Она стала моей рабыней. И — да, теперь я мог считать ее глупой, ведь она не заметила того, что заметил я, — поломки часов. Я наслаждался, снова наслаждался унижением красивой и голой коричневой глупой девочки. Она дергалась, трепыхалась и умирала прямо на моих глазах. Видя, что у нее кончается время, она стала делать ходы гораздо быстрее — и испортила свою позицию. Если бы я даже теперь и сказал, что часы сломались, она бы всё равно уже проиграла, так как ходов в любом случае вернуть назад невозможно. Да и переигровки, скорее всего, делать бы никто не позволил, потому что и так партии идут каждый день, просто некогда. Но я промолчал и здесь. Я хотел унизить и растоптать ее до конца. Каждый ее страдающий нерв был отрадой души моей, члена моего, каждое внутреннее содрогание ее наполняло меня триумфом. Я взлетал прямо в небеса, прямо к солнцу. Я был хозяином, господином. Я был богом, лишенным плоти, так как одетым. Она была грешным и подвластным мне человеком, страдающей голой самкой, красивой и бесстыдно обнаженной.
А потом она просрочила время и с восхитительной покорностью остановила часы. Она, побежденная, протянула руку мне, победителю. Я с неописуемым наслаждением крепко сжал ее гладкую ладонь, чуть не бросившись на нее прямо из-за доски и не растерзав ее на месте, раздирая в клочья ее одежду и вгрызаясь зубами в ее крепкие груди, а ногтем большого пальца — в глубокий и длинный смуглый пупок.

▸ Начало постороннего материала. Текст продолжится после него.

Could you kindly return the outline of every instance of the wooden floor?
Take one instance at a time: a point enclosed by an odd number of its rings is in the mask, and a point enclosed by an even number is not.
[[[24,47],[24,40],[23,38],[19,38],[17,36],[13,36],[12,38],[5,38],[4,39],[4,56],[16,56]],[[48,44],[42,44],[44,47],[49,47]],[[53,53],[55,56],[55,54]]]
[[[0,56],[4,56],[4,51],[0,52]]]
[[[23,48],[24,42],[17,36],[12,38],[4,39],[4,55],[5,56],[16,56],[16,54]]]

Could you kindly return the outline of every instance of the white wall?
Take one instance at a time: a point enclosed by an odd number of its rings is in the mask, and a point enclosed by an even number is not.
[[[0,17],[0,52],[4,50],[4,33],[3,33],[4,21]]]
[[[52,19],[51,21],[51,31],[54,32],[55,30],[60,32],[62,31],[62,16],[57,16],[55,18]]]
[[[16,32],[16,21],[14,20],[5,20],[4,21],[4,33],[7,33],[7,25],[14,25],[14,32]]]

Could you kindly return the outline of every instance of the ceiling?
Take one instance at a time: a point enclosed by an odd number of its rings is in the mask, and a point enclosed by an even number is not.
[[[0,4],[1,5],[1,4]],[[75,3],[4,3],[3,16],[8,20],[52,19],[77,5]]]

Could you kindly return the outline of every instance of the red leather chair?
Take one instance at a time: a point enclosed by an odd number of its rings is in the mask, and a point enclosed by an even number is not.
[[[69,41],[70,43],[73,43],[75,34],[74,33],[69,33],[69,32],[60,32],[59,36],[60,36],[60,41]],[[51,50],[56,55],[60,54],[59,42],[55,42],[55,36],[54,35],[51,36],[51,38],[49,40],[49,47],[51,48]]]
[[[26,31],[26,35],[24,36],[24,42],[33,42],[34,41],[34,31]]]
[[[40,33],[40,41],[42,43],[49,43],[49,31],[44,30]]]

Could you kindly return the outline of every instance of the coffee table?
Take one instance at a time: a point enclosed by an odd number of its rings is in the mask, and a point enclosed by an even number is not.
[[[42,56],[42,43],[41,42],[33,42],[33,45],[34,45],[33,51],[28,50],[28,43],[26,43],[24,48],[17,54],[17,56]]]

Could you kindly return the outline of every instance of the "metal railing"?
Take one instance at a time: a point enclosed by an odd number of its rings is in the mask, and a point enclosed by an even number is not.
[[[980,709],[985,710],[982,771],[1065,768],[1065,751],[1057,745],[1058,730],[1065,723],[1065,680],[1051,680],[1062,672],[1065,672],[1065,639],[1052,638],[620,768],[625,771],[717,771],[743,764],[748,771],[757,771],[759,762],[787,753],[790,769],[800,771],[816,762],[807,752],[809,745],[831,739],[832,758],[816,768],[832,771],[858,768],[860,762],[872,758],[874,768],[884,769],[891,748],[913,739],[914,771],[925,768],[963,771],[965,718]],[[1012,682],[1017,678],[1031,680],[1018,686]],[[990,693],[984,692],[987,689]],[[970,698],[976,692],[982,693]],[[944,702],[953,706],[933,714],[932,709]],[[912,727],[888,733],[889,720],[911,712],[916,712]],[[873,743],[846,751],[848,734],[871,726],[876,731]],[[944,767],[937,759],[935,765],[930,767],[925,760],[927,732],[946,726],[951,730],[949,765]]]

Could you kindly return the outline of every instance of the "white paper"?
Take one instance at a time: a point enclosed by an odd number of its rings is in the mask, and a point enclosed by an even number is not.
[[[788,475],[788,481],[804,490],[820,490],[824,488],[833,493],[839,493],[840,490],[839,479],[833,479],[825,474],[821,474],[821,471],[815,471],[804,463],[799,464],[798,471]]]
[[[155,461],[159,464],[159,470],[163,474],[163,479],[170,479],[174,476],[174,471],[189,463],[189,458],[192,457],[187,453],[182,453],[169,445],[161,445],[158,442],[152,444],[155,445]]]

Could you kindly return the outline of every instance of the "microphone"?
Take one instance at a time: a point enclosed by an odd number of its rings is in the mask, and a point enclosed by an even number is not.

Она сдалась, она отдалась. В номере на кровати у меня был настоящий пир плоти, цунами оргазма разнесло меня на части, накрыло с головой, утащило в бескрайний и бездонный океан бушующего садизма и сладострастия.
19
Когда я пришел к нему в следующий раз, он сам встретил меня у входа, а Юля паслась где-то в районе кухни. Ее было слышно, но не видно, хотя закрытых дверей между нами не было. Мы поздоровались, и я лукаво ущипнул его за кончики обнаженных сосков и чуть-чуть покрутил их. Он улыбнулся — смущенно, но как будто довольно. Тогда я поцарапал впадинку на его животе и погладил волоски внизу живота. Он слегка засмеялся — от щекотки, от удовольствия, а может, от всего сразу. Важно было то, что я впервые делал это под носом у Юли. Впрочем, если бы даже она нас и засекла, можно было сделать вид, что это просто безобидная игра. Ведь никто же не позорил и не стыдил ту пожилую и толстую ключницу в доме отдыха, когда она чуть-чуть потискала моего голенького красавца, с которым мы шли на пляж.